Recursion and Trees~Graph Traversal

For our final example of a recursive program in this series, we consider one of the most important of all recursive programs: recursive graph traversal, or depth-first search. This method for systematically visiting all the nodes in a graph is a direct generalization of the tree-traversal methods that we considered in Recursion and Trees~ Mathematical Properties of Trees and Tree Traversal, and it serves as the basis for many basic algorithms for processing graph.

1、Graph Traversal

It is a simple recursive algorithm. Starting at any node v, we

  • Visit v.
  • (Recursively) visit each (unvisited) node attached to v.

If the graph is connected, we eventually reach all of the nodes. Program 1 is an implementation of this recursive procedure.
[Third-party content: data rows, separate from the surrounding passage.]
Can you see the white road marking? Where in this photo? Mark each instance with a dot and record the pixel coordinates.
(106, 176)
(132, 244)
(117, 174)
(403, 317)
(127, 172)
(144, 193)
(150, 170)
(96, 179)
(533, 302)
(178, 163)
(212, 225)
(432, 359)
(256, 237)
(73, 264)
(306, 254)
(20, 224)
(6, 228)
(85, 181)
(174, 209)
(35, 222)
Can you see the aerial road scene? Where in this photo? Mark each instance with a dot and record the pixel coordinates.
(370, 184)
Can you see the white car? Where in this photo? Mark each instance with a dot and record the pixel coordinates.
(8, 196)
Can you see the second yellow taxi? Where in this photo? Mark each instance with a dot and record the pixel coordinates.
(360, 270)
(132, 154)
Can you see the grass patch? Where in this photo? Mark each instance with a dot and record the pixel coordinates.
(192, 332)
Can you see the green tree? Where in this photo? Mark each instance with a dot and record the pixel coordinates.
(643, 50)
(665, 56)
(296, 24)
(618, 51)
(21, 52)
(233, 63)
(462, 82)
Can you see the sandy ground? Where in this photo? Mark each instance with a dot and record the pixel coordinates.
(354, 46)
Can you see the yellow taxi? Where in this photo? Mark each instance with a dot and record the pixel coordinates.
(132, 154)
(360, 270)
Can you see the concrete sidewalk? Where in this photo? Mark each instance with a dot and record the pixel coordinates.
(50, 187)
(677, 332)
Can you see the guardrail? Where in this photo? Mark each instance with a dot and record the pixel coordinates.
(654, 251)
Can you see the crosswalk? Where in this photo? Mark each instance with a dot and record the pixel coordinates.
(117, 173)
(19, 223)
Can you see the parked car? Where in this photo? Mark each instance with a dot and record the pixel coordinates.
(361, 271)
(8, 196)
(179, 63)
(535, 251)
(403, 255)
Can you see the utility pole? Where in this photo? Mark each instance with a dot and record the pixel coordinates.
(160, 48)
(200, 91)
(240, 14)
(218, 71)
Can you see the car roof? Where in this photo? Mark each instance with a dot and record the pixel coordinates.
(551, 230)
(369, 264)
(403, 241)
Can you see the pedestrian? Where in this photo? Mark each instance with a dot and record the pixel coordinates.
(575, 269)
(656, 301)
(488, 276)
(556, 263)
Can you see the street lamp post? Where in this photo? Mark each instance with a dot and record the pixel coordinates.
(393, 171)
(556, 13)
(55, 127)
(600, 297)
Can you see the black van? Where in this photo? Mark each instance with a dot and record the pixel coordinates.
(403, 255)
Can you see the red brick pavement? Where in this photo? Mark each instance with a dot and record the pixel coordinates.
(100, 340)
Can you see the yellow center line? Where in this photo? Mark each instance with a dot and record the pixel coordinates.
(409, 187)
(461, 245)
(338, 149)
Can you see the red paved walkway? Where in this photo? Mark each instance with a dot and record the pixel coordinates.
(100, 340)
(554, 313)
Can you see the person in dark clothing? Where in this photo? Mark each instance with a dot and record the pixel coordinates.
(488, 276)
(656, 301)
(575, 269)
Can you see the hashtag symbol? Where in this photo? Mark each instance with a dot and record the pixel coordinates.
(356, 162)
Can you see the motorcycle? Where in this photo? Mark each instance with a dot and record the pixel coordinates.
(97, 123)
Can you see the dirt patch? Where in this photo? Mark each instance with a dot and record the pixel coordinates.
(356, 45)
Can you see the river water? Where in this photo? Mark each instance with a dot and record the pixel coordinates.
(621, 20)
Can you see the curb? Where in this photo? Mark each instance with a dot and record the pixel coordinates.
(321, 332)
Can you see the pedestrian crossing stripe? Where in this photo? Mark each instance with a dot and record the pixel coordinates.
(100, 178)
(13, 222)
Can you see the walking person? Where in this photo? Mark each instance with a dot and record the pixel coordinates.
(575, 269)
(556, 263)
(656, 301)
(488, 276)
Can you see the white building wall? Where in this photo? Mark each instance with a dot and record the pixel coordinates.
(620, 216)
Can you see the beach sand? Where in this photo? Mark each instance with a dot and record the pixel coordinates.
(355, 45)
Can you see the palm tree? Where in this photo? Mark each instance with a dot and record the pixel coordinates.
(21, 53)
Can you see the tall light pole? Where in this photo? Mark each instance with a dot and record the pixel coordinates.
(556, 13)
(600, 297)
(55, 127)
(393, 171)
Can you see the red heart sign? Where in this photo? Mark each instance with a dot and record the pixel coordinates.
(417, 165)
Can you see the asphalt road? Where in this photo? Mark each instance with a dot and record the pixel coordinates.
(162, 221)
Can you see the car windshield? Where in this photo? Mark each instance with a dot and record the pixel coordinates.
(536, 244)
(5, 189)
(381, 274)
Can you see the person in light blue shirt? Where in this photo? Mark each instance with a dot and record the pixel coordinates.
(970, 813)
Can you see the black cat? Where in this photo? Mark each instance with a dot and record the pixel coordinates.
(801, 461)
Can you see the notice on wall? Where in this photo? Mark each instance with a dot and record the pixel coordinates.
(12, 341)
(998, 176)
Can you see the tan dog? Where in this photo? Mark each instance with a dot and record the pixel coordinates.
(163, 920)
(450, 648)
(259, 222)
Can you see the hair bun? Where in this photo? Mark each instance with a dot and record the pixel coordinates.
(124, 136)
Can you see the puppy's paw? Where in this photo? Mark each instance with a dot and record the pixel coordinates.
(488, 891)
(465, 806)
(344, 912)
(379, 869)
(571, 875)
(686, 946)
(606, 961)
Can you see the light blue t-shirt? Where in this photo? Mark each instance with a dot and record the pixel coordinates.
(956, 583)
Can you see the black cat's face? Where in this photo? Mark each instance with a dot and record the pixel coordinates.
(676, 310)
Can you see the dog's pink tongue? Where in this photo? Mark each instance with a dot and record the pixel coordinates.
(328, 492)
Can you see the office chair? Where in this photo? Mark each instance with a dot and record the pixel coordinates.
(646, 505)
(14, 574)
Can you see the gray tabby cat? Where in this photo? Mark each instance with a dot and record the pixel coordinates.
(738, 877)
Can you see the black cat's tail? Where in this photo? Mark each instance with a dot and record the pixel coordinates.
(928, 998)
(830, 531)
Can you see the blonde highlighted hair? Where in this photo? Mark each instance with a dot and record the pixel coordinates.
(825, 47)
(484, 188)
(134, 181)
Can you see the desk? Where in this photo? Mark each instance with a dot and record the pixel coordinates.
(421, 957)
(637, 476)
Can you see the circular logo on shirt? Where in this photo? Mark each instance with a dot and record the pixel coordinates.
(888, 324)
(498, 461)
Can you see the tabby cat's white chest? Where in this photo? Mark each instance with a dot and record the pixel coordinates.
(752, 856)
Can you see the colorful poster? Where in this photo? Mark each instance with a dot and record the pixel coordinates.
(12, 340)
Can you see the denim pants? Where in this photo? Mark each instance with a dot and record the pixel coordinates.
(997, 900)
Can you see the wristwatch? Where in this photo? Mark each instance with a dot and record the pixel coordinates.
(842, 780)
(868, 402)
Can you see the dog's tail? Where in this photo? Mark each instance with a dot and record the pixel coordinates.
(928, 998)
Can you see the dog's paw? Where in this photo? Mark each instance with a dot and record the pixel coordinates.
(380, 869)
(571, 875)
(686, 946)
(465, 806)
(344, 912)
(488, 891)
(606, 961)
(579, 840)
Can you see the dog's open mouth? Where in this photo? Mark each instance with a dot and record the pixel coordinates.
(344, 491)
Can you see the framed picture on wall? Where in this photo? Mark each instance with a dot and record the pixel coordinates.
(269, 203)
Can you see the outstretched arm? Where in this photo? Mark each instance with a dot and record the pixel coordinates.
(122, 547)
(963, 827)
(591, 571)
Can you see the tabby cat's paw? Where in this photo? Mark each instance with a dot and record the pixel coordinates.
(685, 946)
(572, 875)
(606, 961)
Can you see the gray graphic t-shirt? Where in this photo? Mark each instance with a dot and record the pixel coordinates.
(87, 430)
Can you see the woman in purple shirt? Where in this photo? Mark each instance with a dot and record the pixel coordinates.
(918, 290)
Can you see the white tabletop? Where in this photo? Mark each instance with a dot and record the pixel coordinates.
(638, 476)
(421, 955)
For example, suppose that we use the adjacency-list representation depicted in the sample graph in Figure 5 in Elementary Data Structures ~ Compound Data Structures. Figure 1 shows the recursive calls made during the depth-first search of this graph, and the sequence on the left in Figure 2 depicts the way in which we follow the edges in the graph. We follow each edge in the graph, with one of two possible outcomes: if the edge takes us to a node that we have already visited, we ignore it; if it takes us to a node that we have not yet visited, we follow it there via a recursive call. The set of all edges that we follow in this way forms a spanning tree for the graph.

The difference between depth-first search and general tree traversal (see Program 1 in Recursion and Trees~ Mathematical Properties of Trees and Tree Traversal) is that we need to guard explicitly against visiting nodes that we have already visited. In a tree, we never encounter any such nodes. Indeed, if the graph is a tree, recursive depth-first search starting at the root is equivalent to preorder traversal.


Program 1    Depth-first search

To visit all the nodes connected to node k in a graph, we mark it as visited, then (recursively) visit all the unvisited nodes on k‘s adjacency list.Figure 1    Depth-first-search function calls

This sequence of function calls constitutes depth-first search for the example graph in Figure 5 in Elementary Data Structures ~ Compound Data Structures. The tree that depicts the recursive-call structure (top) is called the depth-first-search tree.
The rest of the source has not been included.